Project

Responsible data practices for Digital Twin development in agriculture and life sciences

This project will evaluate if data retrieved from DT can enable the realisation of the health capabilities, whether they hinder them, and what is the societal impact of doing so. While our project will focus on the nutritional and healthy diet aspects of DT data recommendations, our findings will be significant for all DT that focus on improving human wellbeing.

Personalised health tracking has become popular, such as activity tracking and nutrition-related health registration. One can track data about their daily steps, sports activities, and sleep, through wearables and apps. One can register food intake, apps can tell you what you can and cannot eat and reminders of when and how much to eat. There is the opportunity to take greater responsibility of one’s physical wellbeing and health, through personalised data.

This self-tracking of one’s personalised data is often advocated as a form of empowerment of individuals’ health capabilities. The concept, and realisation, of ‘digital twins’ (DT) in healthcare offers a leap forward in self-monitoring and our ability to manage our wellbeing. Our project provides an analysis of the transformative effects of DT data on how individuals understand and relate to their own bodies, using the DT flagship: “Me, My Diet, and I” (DT-FP-1).
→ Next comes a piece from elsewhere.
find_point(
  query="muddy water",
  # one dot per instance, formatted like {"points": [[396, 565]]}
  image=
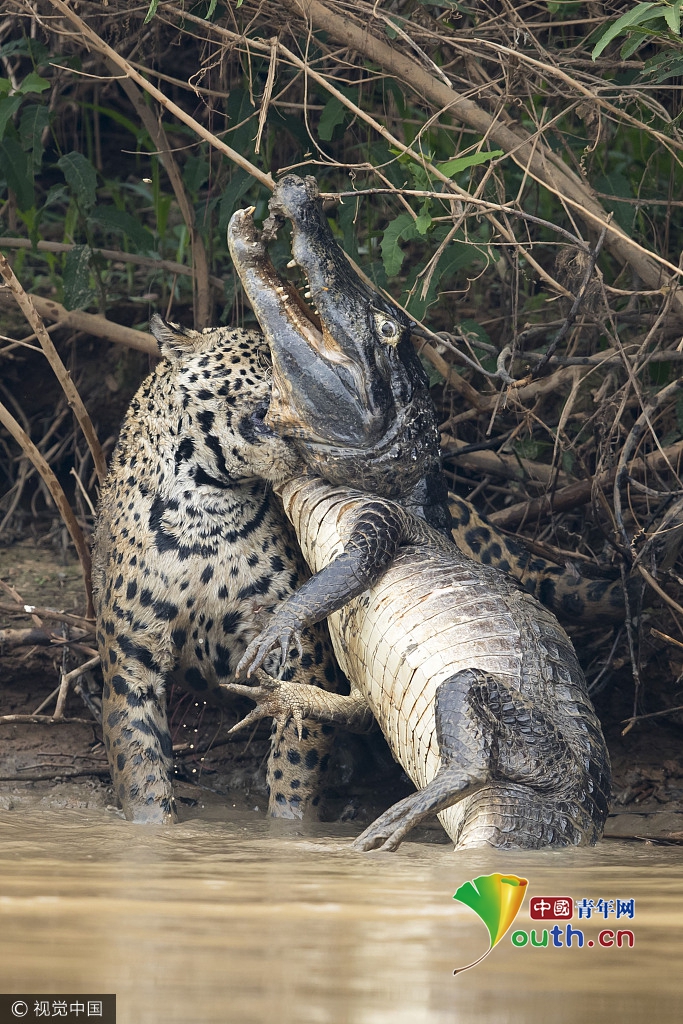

The project will analyse DT through the lens of the capability approach to determine how the output data influences individuals’ behaviour and its effect on how it impacts our wellbeing. These findings will offer insights to DT developers about the effects of the data provided by these technologies on end-users, thus allowing them greater understanding about the data inputted into DT to receive these outputs, as well as the effects of the outputs themselves.